1State Key Laboratory of Chemical Resource Engineering, Beijing University of Chemical Technology, Beijing 100029, China
2Key Laboratory of Theoretical and Computational Photochemistry, Ministry of Education, College of Chemistry, Beijing Normal University, Beijing 100875, China

Received 10 March 2014; Accepted 7 July 2014; Published 13 August 2014

Academic Editor: Ugur Serincan

Copyright © 2014 Qingyun Meng et al. This is an open access article distributed under the Creative Commons Attribution License, which permits unrestricted use, distribution, and reproduction in any medium, provided the original work is properly cited.

Abstract

Metal-based films with tunable electrical conductivity have played an important role in developing new types of electric devices for future application. In this work, a sputtering method was used to obtain Au films on silicon substrate in a hypobaric atmosphere. Scanning electron microscope (SEM) shows that the interspaces between the Au nanoparticles were highly uniform and orderly distributed, with the width of several nanometers at the surface. By measuring the I-V curves of the films with thickness less than 20 nm, the nonlinear behaviors of electrical resistivity became gradually obvious as the decrease of the film thickness.
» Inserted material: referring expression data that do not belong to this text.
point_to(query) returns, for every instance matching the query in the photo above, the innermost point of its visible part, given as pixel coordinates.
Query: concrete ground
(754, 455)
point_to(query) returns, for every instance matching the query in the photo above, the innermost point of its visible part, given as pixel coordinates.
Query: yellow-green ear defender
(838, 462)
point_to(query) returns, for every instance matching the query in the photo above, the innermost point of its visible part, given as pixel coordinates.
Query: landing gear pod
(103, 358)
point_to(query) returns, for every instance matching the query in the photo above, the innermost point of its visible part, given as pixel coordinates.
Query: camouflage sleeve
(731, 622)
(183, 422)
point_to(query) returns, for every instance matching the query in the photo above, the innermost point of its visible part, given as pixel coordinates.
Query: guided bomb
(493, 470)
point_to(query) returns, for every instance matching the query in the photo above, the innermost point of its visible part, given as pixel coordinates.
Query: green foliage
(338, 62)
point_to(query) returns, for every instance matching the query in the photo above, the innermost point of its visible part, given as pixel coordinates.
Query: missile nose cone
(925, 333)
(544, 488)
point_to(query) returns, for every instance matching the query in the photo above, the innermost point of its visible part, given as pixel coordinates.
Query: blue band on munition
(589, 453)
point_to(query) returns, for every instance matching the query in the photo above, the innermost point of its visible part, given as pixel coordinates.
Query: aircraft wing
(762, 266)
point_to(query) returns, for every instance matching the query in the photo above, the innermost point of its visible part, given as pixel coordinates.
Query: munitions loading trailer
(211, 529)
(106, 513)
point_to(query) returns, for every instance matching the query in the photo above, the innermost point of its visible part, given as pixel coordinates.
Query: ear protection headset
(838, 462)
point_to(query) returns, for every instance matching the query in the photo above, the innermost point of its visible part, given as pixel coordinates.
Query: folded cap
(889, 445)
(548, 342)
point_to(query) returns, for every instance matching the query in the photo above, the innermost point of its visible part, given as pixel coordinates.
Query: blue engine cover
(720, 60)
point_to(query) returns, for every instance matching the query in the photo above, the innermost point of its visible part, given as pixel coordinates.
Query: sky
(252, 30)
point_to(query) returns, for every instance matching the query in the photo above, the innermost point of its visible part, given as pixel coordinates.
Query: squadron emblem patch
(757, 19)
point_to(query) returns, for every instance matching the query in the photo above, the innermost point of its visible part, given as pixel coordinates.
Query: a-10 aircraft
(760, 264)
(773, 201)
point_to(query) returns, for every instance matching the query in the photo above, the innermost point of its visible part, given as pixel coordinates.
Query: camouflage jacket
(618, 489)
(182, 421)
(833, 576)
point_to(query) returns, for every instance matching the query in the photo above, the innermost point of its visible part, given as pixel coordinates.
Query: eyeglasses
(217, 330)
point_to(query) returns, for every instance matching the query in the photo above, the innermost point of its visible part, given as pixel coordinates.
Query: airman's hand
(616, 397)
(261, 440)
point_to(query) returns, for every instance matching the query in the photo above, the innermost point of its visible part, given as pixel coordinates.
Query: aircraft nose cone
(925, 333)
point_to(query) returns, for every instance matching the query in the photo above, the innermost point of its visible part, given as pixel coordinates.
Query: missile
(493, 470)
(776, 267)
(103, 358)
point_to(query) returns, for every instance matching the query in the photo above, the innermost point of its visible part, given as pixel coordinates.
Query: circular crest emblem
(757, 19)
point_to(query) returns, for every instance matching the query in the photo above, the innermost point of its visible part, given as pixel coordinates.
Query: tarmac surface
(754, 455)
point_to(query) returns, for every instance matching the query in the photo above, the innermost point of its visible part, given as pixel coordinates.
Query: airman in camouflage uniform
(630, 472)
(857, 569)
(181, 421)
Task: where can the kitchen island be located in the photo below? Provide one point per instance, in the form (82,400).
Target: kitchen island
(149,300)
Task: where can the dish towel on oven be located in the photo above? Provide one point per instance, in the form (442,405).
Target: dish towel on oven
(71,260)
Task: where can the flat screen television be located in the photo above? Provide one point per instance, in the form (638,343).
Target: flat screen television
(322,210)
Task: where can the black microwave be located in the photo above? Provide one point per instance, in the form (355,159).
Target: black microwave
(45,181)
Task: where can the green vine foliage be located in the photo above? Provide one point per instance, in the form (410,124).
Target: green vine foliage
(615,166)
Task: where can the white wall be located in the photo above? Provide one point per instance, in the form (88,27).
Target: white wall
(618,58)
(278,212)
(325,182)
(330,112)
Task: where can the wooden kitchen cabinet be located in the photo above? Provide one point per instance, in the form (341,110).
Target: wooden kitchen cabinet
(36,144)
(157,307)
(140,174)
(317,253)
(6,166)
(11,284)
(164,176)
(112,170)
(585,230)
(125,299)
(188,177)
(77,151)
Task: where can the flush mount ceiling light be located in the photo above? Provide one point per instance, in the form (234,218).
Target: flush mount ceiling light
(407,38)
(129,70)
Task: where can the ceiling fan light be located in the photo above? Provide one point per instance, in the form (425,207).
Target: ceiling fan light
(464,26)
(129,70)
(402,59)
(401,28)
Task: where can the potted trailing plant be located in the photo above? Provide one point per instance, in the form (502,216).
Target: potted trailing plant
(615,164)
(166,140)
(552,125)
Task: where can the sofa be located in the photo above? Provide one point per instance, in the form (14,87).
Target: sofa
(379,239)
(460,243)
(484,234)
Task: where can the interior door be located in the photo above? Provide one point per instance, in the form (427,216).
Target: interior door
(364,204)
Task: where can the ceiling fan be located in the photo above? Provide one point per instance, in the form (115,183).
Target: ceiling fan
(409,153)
For example, upon the thickness reducing to 10 nm, remarkable discontinuous step phenomenon appeared. Moreover, a computational simulation was carried on the electrical conductivity of films under normal temperature based on the Coulomb blockade theory and scattering theory, in which the electric current was in the range from 0 to 1.5 × 10−5 A. The computational results were consistent well with the experimental observations, which confirm that the nonlinear and step phenomenon can be assigned to the Coulomb blockade effect when electrons transfer occurs in the interspaces between the nanoparticles.